An implantable cardioverter-defibrillator (ICD) — a pager-sized device — is placed in your chest to reduce your risk of dying if the lower chambers of your heart (ventricles) go into a dangerous rhythm and stop beating effectively (cardiac arrest). You might need an ICD if you have a dangerously fast heartbeat (ventricular tachycardia) or a chaotic heartbeat that keeps your heart from supplying enough blood to the rest of your body (ventricular fibrillation).ICDs detect and stop abnormal heartbeats (arrhythmias). The device continuously monitors your heartbeat and delivers electrical pulses to restore a normal heart rhythm when necessary. An ICD differs from a pacemaker — another implantable device used to help control abnormal heart rhythms.
Medication used to treat heart disease may be used to dilate or relax blood vessels, lower cholesterol, decrease blood pressure, reduce swelling, eliminate excess fluids, speed up or slow the heart’s rhythm, or prevent clots from forming in the blood.
A pacemaker is a small device with two parts — a generator and wires (leads, or electrodes) — that’s placed under the skin in your chest to help control your heartbeat. People may need a pacemaker for a variety of reasons — mostly due to one of a group of conditions called arrhythmias, in which the heart’s rhythm is abnormal. Normal aging of the heart may disrupt your heart rate, making it beat too slowly. Heart muscle damage resulting from a heart attack is another common cause of disruptions of your heartbeat. A pacemaker can often be implanted in your chest with a minor surgery. You may need to take some precautions in your daily life after your pacemaker is installed.

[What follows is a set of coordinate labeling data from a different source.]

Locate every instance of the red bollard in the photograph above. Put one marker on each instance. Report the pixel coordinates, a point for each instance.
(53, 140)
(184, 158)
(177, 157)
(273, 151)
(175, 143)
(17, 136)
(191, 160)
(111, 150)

Sclerotherapy is a procedure for treating spider veins and small varicose veins. An FDA approved medicine called Asclera™ (polidocanol) is injected into the vein using a small needle. This medicine results in a chemical reaction inside the lining of the vein which ultimately results in venous closure. Most insurance carriers cover sclerotherapy sessions as part of an overall treatment plan for venous reflux disease or as a separate entity depending on the insurance plan.